Are Polls Understating Republicans’ Support?

‘Polls have routinely underestimated the attitudes of conservative Americans over the last twenty years,’ the Economist’s polling director observes.

AP/Matt Slocum
President Biden outside Independence Hall, Philadelphia, September 1, 2022. AP/Matt Slocum

Over the last three months, political journalists have been reporting a trend toward Democrats. The Supreme Court’s reversal of Roe v. Wade, they have reported, has provided increased motivation for Democrats to turn out and vote. 

The easing of gas prices from their springtime peak has reduced concern about out-of-control inflation. Biden administration legislative victories have raised Democrats’ morale.

These are plausible points, validated by polling showing Republicans’ 3-4 percentage point advantage in the generic vote for the House collapsed to a dead heat in August, and also by summer polling showing Republicans trailing in every Democratic-held Senate race and in Republican seats in Pennsylvania and Wisconsin.

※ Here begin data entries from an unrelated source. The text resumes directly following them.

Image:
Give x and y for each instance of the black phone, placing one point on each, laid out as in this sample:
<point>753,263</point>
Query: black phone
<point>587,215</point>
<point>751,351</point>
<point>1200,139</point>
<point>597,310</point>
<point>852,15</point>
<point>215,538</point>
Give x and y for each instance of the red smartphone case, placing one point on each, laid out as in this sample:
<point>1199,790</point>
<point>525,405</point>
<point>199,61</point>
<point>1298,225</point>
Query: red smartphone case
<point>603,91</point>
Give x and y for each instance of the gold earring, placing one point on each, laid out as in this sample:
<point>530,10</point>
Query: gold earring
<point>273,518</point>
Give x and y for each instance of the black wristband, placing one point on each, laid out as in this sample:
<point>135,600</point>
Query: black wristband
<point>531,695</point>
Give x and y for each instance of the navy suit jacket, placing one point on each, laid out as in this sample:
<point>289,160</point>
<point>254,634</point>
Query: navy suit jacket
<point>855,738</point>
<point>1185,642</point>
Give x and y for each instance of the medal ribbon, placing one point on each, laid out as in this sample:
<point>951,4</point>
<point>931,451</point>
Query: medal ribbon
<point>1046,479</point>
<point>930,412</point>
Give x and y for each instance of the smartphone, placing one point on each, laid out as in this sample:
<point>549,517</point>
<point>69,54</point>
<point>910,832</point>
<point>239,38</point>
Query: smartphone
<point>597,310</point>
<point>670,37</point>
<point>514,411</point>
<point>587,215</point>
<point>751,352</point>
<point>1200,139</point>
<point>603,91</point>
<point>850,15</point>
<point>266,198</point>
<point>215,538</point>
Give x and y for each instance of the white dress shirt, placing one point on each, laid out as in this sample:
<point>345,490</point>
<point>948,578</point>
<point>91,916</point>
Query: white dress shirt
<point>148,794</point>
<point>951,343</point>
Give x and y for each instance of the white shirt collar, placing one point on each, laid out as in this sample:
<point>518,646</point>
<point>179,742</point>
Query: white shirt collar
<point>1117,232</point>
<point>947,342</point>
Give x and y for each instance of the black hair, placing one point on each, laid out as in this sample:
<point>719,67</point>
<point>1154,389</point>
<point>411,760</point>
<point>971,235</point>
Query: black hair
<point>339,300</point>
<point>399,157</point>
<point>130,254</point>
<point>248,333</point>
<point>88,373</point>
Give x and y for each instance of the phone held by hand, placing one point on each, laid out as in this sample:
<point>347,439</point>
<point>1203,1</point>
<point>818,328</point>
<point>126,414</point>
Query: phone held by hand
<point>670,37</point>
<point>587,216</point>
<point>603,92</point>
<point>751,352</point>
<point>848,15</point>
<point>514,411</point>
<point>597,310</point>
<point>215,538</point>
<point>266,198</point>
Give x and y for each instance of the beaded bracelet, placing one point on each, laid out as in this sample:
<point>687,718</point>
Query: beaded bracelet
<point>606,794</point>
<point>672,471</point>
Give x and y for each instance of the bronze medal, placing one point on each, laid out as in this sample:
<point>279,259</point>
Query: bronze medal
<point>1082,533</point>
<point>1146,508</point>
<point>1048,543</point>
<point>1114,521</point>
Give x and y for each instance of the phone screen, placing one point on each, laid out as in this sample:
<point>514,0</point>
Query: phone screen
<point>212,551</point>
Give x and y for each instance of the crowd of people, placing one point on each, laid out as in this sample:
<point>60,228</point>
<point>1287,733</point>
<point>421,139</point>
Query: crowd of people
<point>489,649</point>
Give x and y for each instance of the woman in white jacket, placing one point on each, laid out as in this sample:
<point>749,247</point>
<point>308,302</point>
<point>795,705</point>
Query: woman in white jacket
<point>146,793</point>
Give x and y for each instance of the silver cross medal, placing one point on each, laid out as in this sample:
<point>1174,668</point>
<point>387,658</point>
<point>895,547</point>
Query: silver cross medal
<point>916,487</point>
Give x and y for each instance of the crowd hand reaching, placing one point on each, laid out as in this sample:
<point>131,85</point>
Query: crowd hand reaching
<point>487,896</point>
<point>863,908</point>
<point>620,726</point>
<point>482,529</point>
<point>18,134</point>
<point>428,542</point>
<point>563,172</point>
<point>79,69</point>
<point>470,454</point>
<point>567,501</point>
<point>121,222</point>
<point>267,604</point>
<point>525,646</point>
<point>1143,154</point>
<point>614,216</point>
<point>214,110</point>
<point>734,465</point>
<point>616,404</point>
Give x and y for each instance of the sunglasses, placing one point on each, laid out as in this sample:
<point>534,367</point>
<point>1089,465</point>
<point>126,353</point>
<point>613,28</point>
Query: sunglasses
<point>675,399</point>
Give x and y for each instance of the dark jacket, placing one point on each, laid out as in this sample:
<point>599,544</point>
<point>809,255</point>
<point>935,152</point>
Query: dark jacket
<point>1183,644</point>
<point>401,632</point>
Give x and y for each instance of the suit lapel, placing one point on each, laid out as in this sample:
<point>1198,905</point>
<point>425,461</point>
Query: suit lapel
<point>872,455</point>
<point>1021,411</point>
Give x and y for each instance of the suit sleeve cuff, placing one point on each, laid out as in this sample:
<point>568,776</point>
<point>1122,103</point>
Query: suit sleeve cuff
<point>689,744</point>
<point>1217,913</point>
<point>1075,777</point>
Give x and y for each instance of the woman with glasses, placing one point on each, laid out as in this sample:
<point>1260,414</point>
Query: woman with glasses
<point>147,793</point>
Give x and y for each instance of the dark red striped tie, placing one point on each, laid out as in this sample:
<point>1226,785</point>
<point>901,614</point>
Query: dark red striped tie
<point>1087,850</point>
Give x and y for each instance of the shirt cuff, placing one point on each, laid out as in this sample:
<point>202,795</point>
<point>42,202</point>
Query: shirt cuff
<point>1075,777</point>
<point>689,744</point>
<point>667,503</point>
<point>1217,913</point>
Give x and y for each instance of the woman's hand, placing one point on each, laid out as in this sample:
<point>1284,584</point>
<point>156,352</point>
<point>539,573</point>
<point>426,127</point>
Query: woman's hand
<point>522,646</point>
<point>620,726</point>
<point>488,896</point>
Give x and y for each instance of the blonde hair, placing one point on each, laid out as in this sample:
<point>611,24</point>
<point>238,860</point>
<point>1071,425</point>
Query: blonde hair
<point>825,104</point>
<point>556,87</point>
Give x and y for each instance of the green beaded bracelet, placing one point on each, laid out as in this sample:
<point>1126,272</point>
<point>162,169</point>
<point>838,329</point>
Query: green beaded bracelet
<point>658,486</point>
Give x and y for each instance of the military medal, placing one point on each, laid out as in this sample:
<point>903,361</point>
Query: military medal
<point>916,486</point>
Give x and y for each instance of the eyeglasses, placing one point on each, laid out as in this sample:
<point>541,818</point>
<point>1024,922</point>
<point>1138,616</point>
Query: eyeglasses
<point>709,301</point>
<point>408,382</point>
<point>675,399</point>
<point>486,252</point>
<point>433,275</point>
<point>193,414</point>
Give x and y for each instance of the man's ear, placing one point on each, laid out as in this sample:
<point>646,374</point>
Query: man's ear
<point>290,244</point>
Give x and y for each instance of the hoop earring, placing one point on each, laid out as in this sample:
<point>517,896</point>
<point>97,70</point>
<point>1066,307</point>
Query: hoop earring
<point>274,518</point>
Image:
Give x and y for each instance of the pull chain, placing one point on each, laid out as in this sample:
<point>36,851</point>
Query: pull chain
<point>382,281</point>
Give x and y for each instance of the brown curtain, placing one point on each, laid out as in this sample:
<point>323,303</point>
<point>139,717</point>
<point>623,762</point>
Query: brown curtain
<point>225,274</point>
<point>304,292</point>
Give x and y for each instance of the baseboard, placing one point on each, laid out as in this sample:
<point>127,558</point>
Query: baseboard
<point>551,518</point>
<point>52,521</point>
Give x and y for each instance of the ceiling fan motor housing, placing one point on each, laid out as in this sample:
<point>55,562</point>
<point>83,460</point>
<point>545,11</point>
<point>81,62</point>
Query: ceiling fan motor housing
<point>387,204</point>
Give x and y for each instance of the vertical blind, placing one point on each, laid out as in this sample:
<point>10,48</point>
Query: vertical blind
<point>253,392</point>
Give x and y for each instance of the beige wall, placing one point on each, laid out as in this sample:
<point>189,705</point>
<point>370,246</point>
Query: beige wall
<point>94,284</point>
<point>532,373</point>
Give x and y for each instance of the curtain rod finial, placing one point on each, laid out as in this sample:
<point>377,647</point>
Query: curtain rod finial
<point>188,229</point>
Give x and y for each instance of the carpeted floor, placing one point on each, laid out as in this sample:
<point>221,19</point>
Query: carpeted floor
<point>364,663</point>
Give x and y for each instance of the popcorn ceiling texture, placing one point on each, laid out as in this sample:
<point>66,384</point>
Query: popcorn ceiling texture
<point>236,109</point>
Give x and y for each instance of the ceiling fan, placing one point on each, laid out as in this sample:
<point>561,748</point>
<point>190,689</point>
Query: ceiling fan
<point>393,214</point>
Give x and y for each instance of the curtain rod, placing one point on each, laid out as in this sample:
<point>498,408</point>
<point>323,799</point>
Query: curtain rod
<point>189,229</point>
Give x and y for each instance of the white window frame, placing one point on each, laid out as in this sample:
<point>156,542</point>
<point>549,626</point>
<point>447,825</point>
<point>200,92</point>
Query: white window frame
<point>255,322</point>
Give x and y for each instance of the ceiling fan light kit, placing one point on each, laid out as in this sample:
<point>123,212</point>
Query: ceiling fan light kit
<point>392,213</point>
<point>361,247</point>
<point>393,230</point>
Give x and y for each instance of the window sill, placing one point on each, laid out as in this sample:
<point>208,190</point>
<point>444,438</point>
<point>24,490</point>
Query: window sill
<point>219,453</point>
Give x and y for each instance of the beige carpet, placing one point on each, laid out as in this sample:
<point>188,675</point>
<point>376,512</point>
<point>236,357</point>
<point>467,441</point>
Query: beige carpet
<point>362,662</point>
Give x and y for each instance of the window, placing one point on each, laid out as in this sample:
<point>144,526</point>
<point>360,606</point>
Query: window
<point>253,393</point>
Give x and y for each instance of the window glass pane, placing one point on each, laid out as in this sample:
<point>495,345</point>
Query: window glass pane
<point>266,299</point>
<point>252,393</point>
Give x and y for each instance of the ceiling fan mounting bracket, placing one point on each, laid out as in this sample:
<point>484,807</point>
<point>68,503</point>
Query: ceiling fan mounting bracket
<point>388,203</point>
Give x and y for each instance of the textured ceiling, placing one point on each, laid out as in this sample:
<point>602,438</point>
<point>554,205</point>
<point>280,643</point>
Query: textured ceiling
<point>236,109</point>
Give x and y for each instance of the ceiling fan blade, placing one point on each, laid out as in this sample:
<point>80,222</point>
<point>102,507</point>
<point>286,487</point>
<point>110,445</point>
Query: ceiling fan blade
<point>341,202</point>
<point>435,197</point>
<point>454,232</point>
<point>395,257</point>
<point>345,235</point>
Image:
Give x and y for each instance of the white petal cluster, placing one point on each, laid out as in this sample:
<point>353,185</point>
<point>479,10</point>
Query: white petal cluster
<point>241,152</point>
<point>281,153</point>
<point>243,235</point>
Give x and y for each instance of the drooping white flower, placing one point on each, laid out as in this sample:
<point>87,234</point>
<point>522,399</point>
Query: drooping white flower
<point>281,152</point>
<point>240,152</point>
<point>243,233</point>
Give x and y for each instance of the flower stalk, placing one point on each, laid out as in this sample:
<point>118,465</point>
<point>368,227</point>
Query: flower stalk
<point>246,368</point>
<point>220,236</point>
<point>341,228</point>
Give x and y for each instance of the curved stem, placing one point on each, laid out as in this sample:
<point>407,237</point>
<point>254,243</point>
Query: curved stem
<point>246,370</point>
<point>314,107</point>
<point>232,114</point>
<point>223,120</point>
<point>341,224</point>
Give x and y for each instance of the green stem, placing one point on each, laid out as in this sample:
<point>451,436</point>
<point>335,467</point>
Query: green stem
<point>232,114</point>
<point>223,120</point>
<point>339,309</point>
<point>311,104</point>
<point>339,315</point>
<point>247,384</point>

“Why things may really be different for this midterm election,” reads the headline of a mid-September analysis by the New York Times’ Nate Cohn. Usually, in midterm elections, the president’s party loses a few seats if his job approval is above 50 percent and many seats if it’s below. 

Structural factors are at work: The opposition party is usually better positioned to profit from local dissatisfactions. Also, it is seeking not total control but just check and balance.

Mr. Cohn, who is entitled to great respect as the author of a prescient June 2016 article showing how presidential candidate Donald Trump’s support from non-college graduate whites could produce victory, suggested these usual factors might not apply. But developments since he wrote, and recent history, throw his tentative conclusion into doubt.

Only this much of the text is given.